Personally, I am always attracted to elegance, but these days there are so many interesting categories like luxury sportswear, innovative and modern collections that focus on the hidden de- tails, the quality of the textiles and, most importantly, the cut. And I think it is always important, when looking at a designer's proposal, to consider whether it is merely fashion, or whether it is something that can be relevant in terms of style. Fashion is something that has an expiration date, whereas style can go on forever and is personal — and has nothing to do with the price. Take for example, a designer like Dries Van Noten, whose work is timeless and although we call it fashion, it is really more about style. Christopher Kane, by contrast, changes his signature almost every season — that is definitely more about fashion. Other timeless designers for me are: Rick Owens, Bernhard Willhelm, Haider Ackermann, Boudicca, David Szeto.

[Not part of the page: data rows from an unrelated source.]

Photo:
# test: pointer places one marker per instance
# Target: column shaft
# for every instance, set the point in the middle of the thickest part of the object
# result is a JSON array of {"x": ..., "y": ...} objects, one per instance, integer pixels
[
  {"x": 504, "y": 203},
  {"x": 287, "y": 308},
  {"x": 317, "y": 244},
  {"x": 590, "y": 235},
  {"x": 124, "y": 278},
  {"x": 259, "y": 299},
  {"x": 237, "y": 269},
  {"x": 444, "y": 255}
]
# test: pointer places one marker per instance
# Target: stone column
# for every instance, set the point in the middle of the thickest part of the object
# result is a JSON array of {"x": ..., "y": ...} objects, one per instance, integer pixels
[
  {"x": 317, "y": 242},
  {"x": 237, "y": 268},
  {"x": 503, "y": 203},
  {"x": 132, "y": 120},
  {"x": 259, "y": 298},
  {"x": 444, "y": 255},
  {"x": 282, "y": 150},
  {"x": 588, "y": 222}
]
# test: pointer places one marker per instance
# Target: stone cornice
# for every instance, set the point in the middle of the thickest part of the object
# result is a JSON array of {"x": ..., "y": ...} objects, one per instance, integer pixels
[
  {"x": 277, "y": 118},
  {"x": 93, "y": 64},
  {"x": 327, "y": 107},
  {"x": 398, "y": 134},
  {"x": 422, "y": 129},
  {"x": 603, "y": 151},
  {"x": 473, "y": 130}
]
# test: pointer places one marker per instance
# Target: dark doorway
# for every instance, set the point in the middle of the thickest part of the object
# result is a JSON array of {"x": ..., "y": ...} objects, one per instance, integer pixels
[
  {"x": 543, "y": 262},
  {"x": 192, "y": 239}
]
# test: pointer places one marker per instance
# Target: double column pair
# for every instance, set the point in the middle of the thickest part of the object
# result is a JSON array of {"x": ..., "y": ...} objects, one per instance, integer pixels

For Fashion films, the criteria is much the same as I expressed above for fashion designers. Mike Figgis, always because he is a brilliant director and I still never can get enough of his work. Established fashion film directors like Bruce Weber and Ellen Von Unwerth always inspire in their very different styles. Newer on the fashion film scene are Mert and Marcus that work with elegance, humor and glamour, Marie Schuller got her training at SHOWstudio where she still works, but has managed to carve her own unique signature with fashion film, Stuart Blumberg has a very cinematic approach to fashion film, Jason Last is a favorite, Jessica Mitrani, I can keep going on and on, but I'll stop here.